Perlu menunggu waktu 15 menit dalam kondisi panggung utama menjadi sepi total. Dan crowd mulai terlihat hidup kembali sejak si pembawa ‘Angsa Berbisa’ turun dari lantai 3. Barbars merupakan sebuah band yang bereksperimental rock, mempertemukan personil Seek Six Sick dan Pestol Aer. Di lagu ‘Glorious Brain’ mereka bekerjasama dengan Sinema Pinggiran dalam hal pembuatan clip musik. 6 personelnya itu berhasil bertanggungjawab dengan kembali memanaskan atmosfer Borneo. Salah satunya saat memainkan ‘I Wanna Be Your Dog’ milik The Stooges, hingga menutup perjumpaan dengan memainkan ‘Homo Homini Lupus’.
Harum wawangian dupa mulai menyerang indera penciuman dan memenuhi seisi ruangan Borneo. Lalu, sebagian dari penonton yang tadinya berdiri, memilih duduk silah, terutama ketika MC mulai memanggil Ramayana Soul menjadi penampil berikutnya. Adem ayem, mendengar kolaborasi yang cukup baik perpaduan suara gitar dengan sitar, menyatu dalam ‘Jaya Raga Jiwa’.
Penjiwaan pada nada semakin dalam, karakter vokal Ivon pun terdengar makin pulen dan mulai mendesah, di ‘Dimensi Dejavu’. Sebuah track yang mengandung unsur psychedelic rock. Gobd dan Bimo menjaga tempo irama dengan sangat stabil, bass dan drum nya adalah kunci utama sentuhan magis di lagu ini. Sementara Angga, cukup leluasa bergerak tanpa sitar dan bermain keyboard.

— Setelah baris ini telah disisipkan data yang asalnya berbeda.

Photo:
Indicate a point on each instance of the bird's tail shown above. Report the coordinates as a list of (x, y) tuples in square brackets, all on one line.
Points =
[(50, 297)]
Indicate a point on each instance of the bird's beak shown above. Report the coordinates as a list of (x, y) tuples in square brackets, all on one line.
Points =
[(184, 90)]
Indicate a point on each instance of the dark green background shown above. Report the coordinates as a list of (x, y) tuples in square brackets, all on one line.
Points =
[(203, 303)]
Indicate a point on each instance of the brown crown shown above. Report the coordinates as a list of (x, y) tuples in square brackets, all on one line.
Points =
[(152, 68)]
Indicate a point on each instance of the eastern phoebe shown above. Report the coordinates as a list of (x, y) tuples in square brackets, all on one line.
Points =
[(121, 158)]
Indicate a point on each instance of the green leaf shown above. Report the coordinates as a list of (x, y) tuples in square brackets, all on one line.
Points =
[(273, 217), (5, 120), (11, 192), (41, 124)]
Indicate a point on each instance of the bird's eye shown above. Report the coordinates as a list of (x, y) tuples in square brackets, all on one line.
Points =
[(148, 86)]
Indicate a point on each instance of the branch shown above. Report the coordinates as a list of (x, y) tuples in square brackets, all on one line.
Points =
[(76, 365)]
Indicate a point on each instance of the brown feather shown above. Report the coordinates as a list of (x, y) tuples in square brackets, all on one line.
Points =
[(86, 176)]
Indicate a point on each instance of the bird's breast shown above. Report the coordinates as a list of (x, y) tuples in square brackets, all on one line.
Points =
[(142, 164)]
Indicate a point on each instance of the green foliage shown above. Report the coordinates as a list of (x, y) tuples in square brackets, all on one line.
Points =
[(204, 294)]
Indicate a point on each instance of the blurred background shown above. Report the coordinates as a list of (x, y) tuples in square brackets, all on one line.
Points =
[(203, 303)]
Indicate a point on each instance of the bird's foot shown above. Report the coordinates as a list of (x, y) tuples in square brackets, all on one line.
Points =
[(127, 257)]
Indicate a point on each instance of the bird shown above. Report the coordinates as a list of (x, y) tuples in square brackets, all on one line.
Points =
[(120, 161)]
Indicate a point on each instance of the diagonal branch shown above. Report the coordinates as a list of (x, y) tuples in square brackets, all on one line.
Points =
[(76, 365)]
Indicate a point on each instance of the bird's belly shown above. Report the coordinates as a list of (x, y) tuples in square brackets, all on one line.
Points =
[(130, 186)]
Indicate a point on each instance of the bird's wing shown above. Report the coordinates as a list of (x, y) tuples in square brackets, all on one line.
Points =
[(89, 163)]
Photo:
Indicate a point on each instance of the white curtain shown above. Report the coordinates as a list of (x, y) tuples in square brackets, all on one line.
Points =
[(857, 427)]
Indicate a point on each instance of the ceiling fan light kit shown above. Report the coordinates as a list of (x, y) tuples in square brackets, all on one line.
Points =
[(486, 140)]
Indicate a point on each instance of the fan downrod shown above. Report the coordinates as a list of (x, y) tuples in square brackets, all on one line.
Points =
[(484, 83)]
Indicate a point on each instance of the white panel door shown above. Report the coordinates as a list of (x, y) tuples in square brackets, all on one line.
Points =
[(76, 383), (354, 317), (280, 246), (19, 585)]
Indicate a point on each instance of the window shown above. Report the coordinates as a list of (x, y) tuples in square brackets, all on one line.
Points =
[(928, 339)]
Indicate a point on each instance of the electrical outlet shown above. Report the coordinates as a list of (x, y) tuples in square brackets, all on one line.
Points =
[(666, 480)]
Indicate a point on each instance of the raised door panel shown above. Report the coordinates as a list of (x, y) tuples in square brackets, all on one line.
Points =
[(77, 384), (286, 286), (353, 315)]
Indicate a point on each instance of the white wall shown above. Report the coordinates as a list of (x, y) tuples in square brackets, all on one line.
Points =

Nada teriak pada bait reffrain, terlihat seperti berontak dari sunahnya musik psychedelic yang ternyata tidak melulu harus mengawang. Wawan (gitar) nampak makin intim dengan Fender nya dan set up Efek gitar yang dia bawa, malam itu cukup mengingatkan jika dia menemukan soul permainan yang mirip dengan John Frusciante. Setelah membawakan ‘Perlahan Terjatuh’, Ramayana Soul lalu menutup perjumpaan dengan membawakan 2 lagu lain, lagu yang tidak terdapat di album anyarnya yang baru dirilis beberapa waktu lalu.
Adrian Adioetomo tampil seperti biasa dengan fashion khasnya yakni memakai kutang putih, jeans hitam, sepatu koboy. Performanya sangat aman walau hanya berteman dengan sang Dobro kesayangan, memainkan poros musik Delta Blues. Dengan kelihaian tangan plus slide guitar, ia mampu mempesona, sampai-sampai penonton mengeroyoknya microphone di depan dance floor.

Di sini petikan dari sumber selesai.